Die Geschichte geht so:
Frederick ist eine Maus. Es ist Herbst und alle seine Mitmäuse sammeln fleissig Futter für den Winter. Frederick jedoch sitzt da und schaut in die Welt hinaus.' Frederick, was machst du da?' fragen ihn die Mäuse vorwurfsvoll. 'Ich sammle Sonnenstrahlen.' antwortet Frederick. Die Mäuse sammeln weiter Vorräte und Frederick sitzt da. Es wird Winter und alle Mäuse ziehen sich zurück in ihr Winterquartier. So lange die Vorräte reichen, fühlen sie sich wohlig warm und zufrieden. Dann jedoch ist auch die letzte Nuss aufgegessen und die Mäuse werden unruhig. Da beginnt Frederick von den Sonnenstrahlen zu erzählen, den Farben der Blumen, der Wiesen und Felder. Zum Schluss trägt er noch ein Gedicht vor. Die Mäuse rufen ganz begeistert: 'Frederick, du bist ja ein Dichter!'
Die Geschichten, die mir meine Grossmutter jeweils von früher erzählte, gehören, wie schon an anderer Stelle erwähnt, zu meinen schönsten Kindheitserinnerungen. Wenn ich mir etwas Gutes tun möchte, dann setze ich mich jeweils hin, stricke oder nähe und höre Hörbücher. Das ist für mich ein echtes Erholungsprogramm - Wellness pur. Vor zwei Wochen bin ich auf das Hörbuch von Hape Kerkeling gestossen: 'Der Junge muss an die frische Luft'. Ein Glückstreffer. Dieses Hörbuch, eine Autorenlesung, hat mich wunderbar genährt und gestärkt. Kerkeling ist ein exzellenter Beobachter. Seine heitere Stimme führte mich sicher durch schwierige Passagen sowohl seiner Biographie, als auch meiner derzeitigen Gefühlswelt.

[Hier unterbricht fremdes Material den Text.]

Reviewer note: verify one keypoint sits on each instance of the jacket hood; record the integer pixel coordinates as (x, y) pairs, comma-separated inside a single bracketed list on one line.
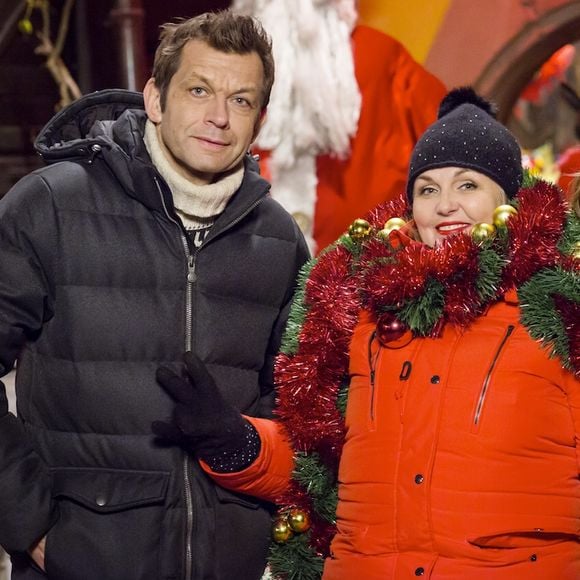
[(110, 125), (87, 121)]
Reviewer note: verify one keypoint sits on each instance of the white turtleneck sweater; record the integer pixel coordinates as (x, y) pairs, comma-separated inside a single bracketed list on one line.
[(197, 205)]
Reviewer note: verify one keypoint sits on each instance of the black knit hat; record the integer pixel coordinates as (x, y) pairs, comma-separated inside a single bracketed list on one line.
[(467, 134)]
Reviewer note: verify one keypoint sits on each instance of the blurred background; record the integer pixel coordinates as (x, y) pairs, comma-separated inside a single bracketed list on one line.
[(523, 54)]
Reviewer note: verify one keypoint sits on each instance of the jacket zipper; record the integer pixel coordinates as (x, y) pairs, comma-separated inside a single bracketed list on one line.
[(188, 340), (487, 380), (372, 372), (191, 278)]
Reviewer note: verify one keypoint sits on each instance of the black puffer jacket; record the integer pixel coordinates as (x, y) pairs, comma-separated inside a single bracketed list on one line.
[(97, 288)]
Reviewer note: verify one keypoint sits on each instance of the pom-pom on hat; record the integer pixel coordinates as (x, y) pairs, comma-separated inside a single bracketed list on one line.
[(468, 135)]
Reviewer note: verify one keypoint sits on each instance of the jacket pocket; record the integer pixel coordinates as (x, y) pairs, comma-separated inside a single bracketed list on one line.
[(513, 539), (242, 536), (110, 524)]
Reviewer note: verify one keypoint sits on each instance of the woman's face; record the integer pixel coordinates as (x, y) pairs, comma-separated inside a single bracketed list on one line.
[(450, 200)]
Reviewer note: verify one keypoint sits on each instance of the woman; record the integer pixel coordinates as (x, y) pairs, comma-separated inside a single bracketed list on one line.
[(459, 450)]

In einer Zeit in der das Machen so wichtig geworden ist, tun Erzählungen, die uns ruhig werden lassen und von innen erwärmen besonders gut. Ich bin dankbar für Herbst und Winter. Die Natur zeigt uns, dass es auch die Ruhe braucht, das Sich-Zurück-Ziehen.
Nehmen wir uns diese 'Jahres'-Aus-Zeiten, damit all die gesammelten Geschichten der vergangenen Monate sich ordnen und die inneren Farben aufleben können. Bewahren wir sie für unsere späten Jahre auf, wenn es einmal kälter werden sollte.
Ach, übrigens, die Assistenzärztin und ich haben dann auch noch herausgefunden, dass wir denselben Geburts-Tag haben.